自治体の見積・発注・契約・納品・請求書の 電子化で期待できる効果-CASE付き

2024/03/13

昨今、全国の自治体でDXへの取り組みが活発になってきています。本コンテンツではこれまで請求書と契約書のDXについて、各自治体の取り組み方から、システム運用の具体例、制度設計のご提案まで、詳しくご紹介してまいりました。

しかしながら、多くの自治体が目指している会計事務DXの完成形は「見積から請求まで一気通貫したDX」です。どこかの段階が紙のままだと、時短やミス防止が完遂できず、DXの効果を最大限に発揮することができません。

一気通貫した会計事務DXには、見積書と納品書のDXも必要です。

そこで本記事では、見積書・納品書のDXに関する自治体アンケートの結果をご紹介します。

また、会計事務DXの取り組みをより具体的にイメージしていただくために、自治体のケースごとに、解決したい課題・システムの利用方法・期待できる効果をご紹介しています。

皆様の自治体と似たケースが、DX推進のヒントになれば嬉しく思います。

「自治体会計事務DXに関するアンケート調査」のご報告⑤

「第1回GtoB会計事務等DX研究会」で行なわれた自治体アンケート調査では、見積書のDXニーズは3位、納品書のDXニーズは4位という結果でした。

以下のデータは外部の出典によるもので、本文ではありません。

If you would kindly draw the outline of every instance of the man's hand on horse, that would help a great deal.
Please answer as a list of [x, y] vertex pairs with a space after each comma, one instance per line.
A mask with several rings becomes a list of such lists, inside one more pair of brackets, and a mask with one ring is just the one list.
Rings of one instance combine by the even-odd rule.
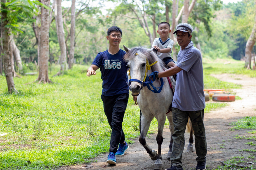
[[138, 97], [138, 96], [133, 96], [133, 101], [134, 102], [134, 104], [135, 105], [138, 105], [138, 102], [137, 102], [137, 97]]
[[86, 76], [88, 76], [88, 77], [89, 77], [90, 75], [96, 75], [96, 72], [93, 69], [92, 69], [91, 70], [90, 70], [87, 72], [87, 74], [86, 74]]

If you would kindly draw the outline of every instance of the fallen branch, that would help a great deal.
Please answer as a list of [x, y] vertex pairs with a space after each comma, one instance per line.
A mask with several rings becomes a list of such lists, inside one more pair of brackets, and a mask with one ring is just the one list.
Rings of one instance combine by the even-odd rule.
[[229, 166], [230, 165], [231, 165], [231, 166], [236, 166], [237, 167], [241, 167], [241, 168], [249, 168], [250, 167], [250, 166], [246, 166], [246, 165], [241, 165], [236, 164], [225, 164], [225, 163], [224, 163], [224, 162], [223, 162], [223, 161], [222, 161], [221, 160], [220, 160], [219, 162], [221, 162], [221, 163], [223, 164], [224, 165], [226, 165], [227, 166]]

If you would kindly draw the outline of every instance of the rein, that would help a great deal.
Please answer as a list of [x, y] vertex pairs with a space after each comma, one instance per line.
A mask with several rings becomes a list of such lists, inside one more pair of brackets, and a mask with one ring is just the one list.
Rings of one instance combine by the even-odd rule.
[[[136, 55], [138, 55], [138, 53], [136, 53]], [[155, 93], [159, 93], [161, 92], [162, 89], [162, 88], [163, 86], [164, 82], [163, 81], [162, 78], [160, 78], [160, 82], [161, 83], [161, 86], [159, 87], [156, 87], [153, 85], [153, 82], [156, 80], [156, 76], [155, 74], [156, 73], [158, 73], [157, 71], [154, 71], [150, 74], [148, 76], [147, 75], [147, 73], [148, 71], [151, 69], [151, 66], [154, 65], [157, 63], [157, 61], [154, 62], [151, 64], [150, 65], [148, 63], [148, 61], [147, 59], [146, 59], [146, 71], [145, 73], [145, 76], [144, 76], [144, 78], [143, 79], [143, 81], [142, 82], [140, 80], [138, 79], [131, 79], [131, 77], [130, 74], [130, 70], [129, 70], [129, 72], [128, 75], [130, 76], [130, 80], [129, 80], [129, 85], [131, 85], [131, 82], [136, 82], [141, 84], [141, 87], [140, 90], [142, 89], [143, 87], [147, 86], [147, 88], [149, 90], [152, 91], [153, 92]], [[151, 79], [151, 77], [153, 78], [153, 80], [152, 81]], [[151, 78], [150, 79], [150, 77], [151, 77]], [[153, 88], [153, 90], [152, 90], [150, 87], [150, 86], [152, 87]], [[157, 90], [157, 89], [159, 89], [158, 90]]]

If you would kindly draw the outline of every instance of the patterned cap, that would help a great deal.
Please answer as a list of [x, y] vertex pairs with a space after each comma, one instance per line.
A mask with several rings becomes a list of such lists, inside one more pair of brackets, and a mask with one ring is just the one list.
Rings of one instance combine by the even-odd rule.
[[180, 23], [176, 26], [176, 31], [174, 31], [173, 34], [176, 34], [178, 31], [188, 32], [191, 35], [193, 32], [193, 27], [190, 24], [187, 23]]

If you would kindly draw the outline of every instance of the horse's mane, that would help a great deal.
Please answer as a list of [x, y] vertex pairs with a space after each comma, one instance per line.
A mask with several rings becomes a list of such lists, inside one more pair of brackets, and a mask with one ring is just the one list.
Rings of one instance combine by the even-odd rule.
[[[150, 65], [157, 61], [157, 63], [151, 66], [152, 72], [160, 72], [168, 69], [166, 65], [157, 55], [153, 51], [148, 53], [147, 51], [148, 49], [144, 47], [136, 47], [132, 48], [124, 56], [124, 60], [128, 62], [129, 60], [133, 60], [136, 57], [136, 53], [138, 53], [141, 57], [147, 59]], [[159, 81], [160, 82], [160, 81]]]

「デジタル化の優先度が高いと思う帳票類」という問いに、見積書・納品書が挙がる理由は、以下のとおりです。

Q.デジタル化の優先度が高いと思う帳票類とその理由

A.ご回答内容(一部)

<見積書>
  • 取扱件数が多いため
  • 財務システムのデジタル化に必須
  • 事業者の業務負担軽減のため
  • 事業者の業務負担が軽減されるほか、早期着手が可能になるため
<納品書>
  • 支払い事務を完全電子決済化するため

Q.納品書のデジタル化に向けた障壁は何ですか?

納品書のデジタル化に向けた障壁は何か?の回答グラフ

紙の納品書に関して、自治体職員様から「支出負担行為との照合作業に時間がかかる」というお話をよく伺います。金額・商品名・代表者職・代表者名といった全ての事項で不一致がないか照合するのは、手間のかかる作業です。

見積書・納品書は、請求書・契約書に比べてDXの優先順位は低いかもしれませんが、一部の帳票だけでなく、見積書・納品書も含めた取引全体をデジタル化することで、見積(支出負担)から請求書(支出命令)の過程で商品名や単価などの不一致がなくなり、照合作業の大幅削減が期待できます。
また、事業者の業務効率化にも繋がるため、DXへの賛同が高まることと思います。

当社は見積書・納品書のDXに関する検証も承っております。会計事務全般のDXを目標に、段階的なDXをお考えの際も、ぜひご相談ください。必ずお役に立てることと思います。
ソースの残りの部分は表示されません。